Fire activity in the North American boreal region is projected to increase under a warming climate and trigger changes in vegetation composition. In black spruce forests of interior Alaska, fire ...severity impacts residual organic layer depth which is strongly linked to the relative dominance of deciduous versus coniferous trees in early succession. These alternate successional pathways may be reinforced by biogeochemical processes that affect the relative ability of deciduous versus coniferous trees to acquire limiting nutrients.
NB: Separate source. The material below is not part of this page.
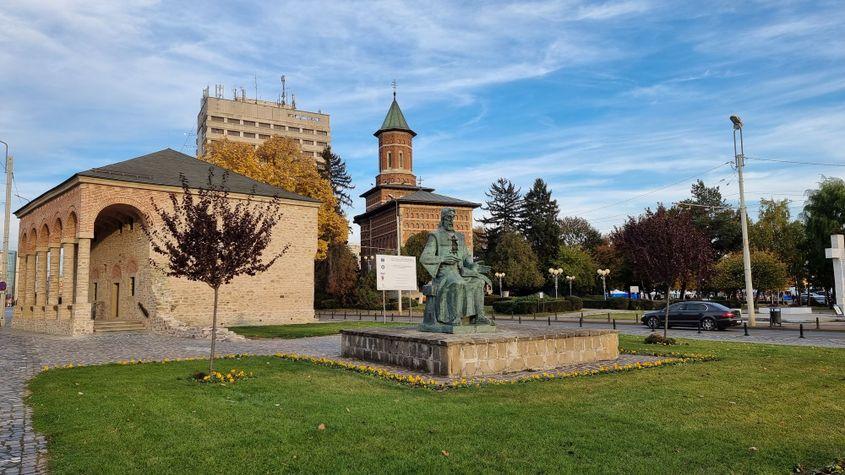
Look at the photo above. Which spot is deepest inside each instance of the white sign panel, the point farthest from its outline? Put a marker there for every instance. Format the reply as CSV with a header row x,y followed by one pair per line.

To test this hypothesis, we examined changes in soil inorganic nitrogen (N) supply and in situ 15N root uptake by aspen (Populus tremuloides) and black spruce (Picea mariana) saplings regenerating in lightly and severely burned sites, 16 years following fire. Fire severity did not impact the composition or magnitude of N supply, and nitrate represented nearly 40 % of total N supply. Both aspen and spruce took up more N in severely burned than in lightly burned sites. Spruce exhibited only a moderately lower rate of nitrate uptake, and a higher ammonium uptake rate than aspen in severely burned sites. At the stand level, differences in species nutrient uptake were magnified, with aspen taking up nearly an order-of-magnitude more N per m 2 in severely burned than in lightly burned sites. We suggest that differences in nutrient sinks (biomass) established early in succession and effects of post-fire organic layer depth on nutrient uptake, are key mechanisms reinforcing the opposing stand dominance patterns that have developed in response to variations in organic layer depth.